President Donald Trump is set to pick oncologist Stephen Hahn, currently chief medical executive at MD Anderson Cancer Center in Houston, as the next FDA commissioner, forgoing current leader Ned Sharpless.
This is according to The Wall Street Journal, citing sources “familiar with the matter.”
The sources told the WSJ the pick is expected to be confirmed next week, in time for the end of Sharpless’ acting tenure, which is up Nov. 1. The Senate would need to confirm a new commissioner.
Sharpless took over on a temporary basis after media and biopharma favorite Scott Gottlieb unexpectedly left in the spring, later to take on a series of healthcare company roles.

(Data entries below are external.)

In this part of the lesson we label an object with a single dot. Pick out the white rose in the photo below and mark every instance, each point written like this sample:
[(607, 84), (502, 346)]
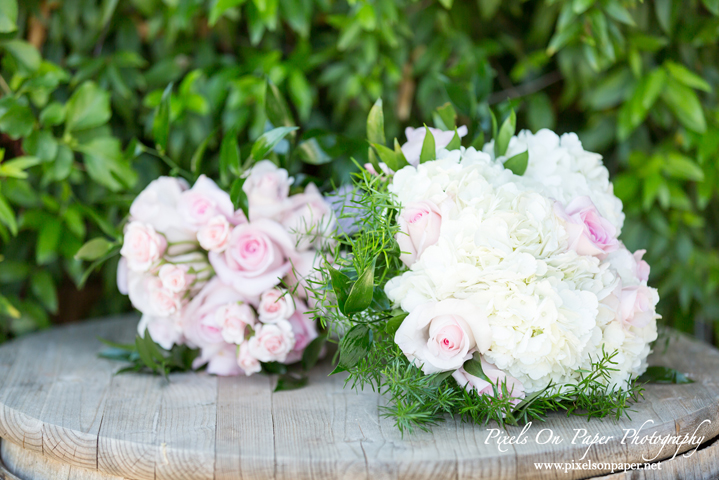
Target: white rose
[(441, 336)]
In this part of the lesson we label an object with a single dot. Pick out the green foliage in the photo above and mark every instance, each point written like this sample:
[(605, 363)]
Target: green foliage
[(88, 119), (368, 352)]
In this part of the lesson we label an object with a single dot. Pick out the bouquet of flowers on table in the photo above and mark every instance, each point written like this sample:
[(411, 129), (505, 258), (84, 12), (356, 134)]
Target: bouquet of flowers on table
[(231, 283), (488, 281)]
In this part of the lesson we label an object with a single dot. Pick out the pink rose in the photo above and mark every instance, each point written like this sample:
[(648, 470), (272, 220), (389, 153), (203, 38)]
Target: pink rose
[(309, 219), (272, 341), (204, 201), (163, 302), (157, 205), (221, 359), (200, 317), (419, 224), (165, 331), (267, 188), (257, 257), (636, 305), (175, 278), (275, 305), (233, 320), (642, 266), (213, 236), (589, 232), (441, 336), (142, 247), (246, 361), (415, 138), (497, 376)]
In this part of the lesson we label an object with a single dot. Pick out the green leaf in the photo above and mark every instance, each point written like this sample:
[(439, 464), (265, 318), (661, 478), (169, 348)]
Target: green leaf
[(501, 142), (312, 352), (53, 114), (18, 120), (8, 16), (290, 381), (43, 287), (94, 249), (394, 323), (447, 117), (429, 151), (455, 143), (686, 76), (354, 346), (685, 105), (24, 53), (220, 7), (230, 154), (360, 295), (161, 122), (712, 6), (663, 10), (7, 308), (268, 141), (106, 164), (393, 160), (239, 197), (473, 366), (276, 107), (144, 351), (41, 144), (518, 163), (617, 11), (678, 166), (657, 374), (340, 286), (7, 216), (196, 160), (312, 153), (88, 107), (48, 240)]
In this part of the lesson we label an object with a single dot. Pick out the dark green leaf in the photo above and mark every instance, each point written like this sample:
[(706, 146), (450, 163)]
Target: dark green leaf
[(455, 143), (429, 151), (340, 286), (518, 163), (43, 287), (394, 323), (360, 295), (88, 107), (501, 141), (239, 197), (8, 16), (354, 346), (657, 374), (684, 103), (268, 141), (290, 382), (94, 249), (161, 122), (312, 352)]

Sharpless, formerly director of the National Cancer Institute, is still seen as a front-runner, but Hahn, formerly chairman of radiation oncology at the University of Pennsylvania School of Medicine, has been edging into the race in recent weeks, according to reports.
The FDA has been undergoing something of a cultural shift in recent years, with a focus on speedy reviews but arguably at the expensive of a slower, more considered approach to drug approvals.

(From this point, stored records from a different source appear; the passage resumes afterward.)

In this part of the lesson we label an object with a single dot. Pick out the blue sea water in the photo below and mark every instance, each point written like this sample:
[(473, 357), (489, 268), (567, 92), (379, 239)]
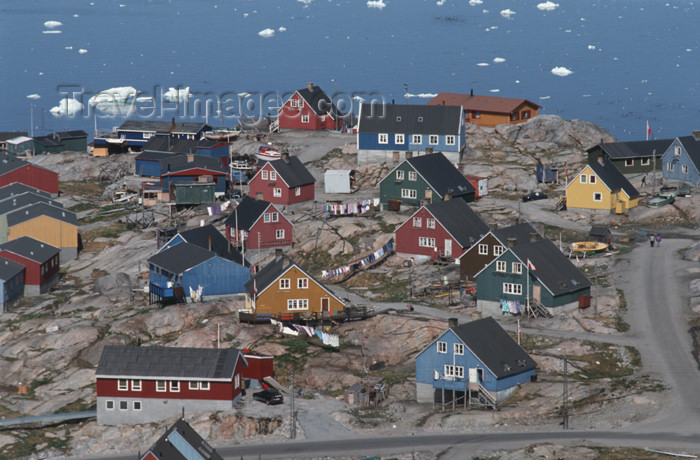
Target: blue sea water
[(630, 60)]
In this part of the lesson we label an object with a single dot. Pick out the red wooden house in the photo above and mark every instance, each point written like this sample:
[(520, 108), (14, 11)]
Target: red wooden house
[(260, 225), (283, 181), (446, 228), (13, 169), (310, 108), (148, 384), (41, 261)]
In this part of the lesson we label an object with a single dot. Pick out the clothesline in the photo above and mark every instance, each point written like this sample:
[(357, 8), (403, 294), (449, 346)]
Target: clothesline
[(360, 265)]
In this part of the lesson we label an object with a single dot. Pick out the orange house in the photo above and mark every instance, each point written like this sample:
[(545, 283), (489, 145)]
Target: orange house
[(489, 111), (282, 287)]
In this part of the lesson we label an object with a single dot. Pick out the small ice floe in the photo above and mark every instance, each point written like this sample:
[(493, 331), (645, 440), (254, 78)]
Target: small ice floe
[(379, 4), (67, 108), (561, 71), (547, 6)]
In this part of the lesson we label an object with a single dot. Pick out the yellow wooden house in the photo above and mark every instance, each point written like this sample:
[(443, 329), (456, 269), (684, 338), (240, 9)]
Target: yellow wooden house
[(600, 185)]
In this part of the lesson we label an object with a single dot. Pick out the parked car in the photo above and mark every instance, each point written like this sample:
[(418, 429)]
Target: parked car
[(269, 396), (533, 196)]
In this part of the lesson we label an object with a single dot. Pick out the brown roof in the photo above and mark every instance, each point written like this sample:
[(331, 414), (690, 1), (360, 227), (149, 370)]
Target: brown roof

Some greenlights, such as for Sarepta Therapeutics' Duchenne muscular dystrophy (DMD) therapy three years ago, saw internal and external wrangling at the regulator about whether the bar was being lowered. There are also whispers as to how political the FDA’s rejection of Sarepta’s second attempted DMD approval was, and as a backlash to its first.

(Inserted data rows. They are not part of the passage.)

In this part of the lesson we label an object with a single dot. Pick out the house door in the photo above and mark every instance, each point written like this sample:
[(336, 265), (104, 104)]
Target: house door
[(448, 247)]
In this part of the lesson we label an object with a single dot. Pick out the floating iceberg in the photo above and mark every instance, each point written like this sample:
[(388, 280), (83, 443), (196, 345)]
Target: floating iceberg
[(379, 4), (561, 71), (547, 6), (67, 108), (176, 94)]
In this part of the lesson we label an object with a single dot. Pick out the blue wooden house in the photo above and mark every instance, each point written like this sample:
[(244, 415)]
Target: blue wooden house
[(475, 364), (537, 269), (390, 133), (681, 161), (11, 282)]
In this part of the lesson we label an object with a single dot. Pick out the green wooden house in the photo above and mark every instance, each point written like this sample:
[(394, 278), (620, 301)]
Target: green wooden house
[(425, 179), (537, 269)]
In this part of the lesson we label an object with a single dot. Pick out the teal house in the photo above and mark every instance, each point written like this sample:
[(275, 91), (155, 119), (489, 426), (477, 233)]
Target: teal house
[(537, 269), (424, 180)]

With Trump being elected in 2016 and his mandate of slashing regulation in general to cut costs and boost efficacy, concerns deepened that his pick(s) may lower that bar further.
A big test of this is on the horizon: namely, with Biogen’s once failed and canned Alzheimer’s disease drug aducanumab, now resurrected in time for Halloween and set to spook more than a few FDA insiders.
Biogen, working some data magic/dredging operation, found that their drug may actually work in some Alzheimer’s patients, though skepticism is sky-high from some analysts and bio-Twitterati (though investors, not so much).
Biogen had it said spoken with the FDA, which appeared happy for it to attempt to file the drug. Anything could happen: a refuse to file notice, a demand for another phase 3 trial, a hostile AdComm, even a flat-out no. Whatever the decision and path, this will be a litmus test for any commissioner as well as the FDA itself.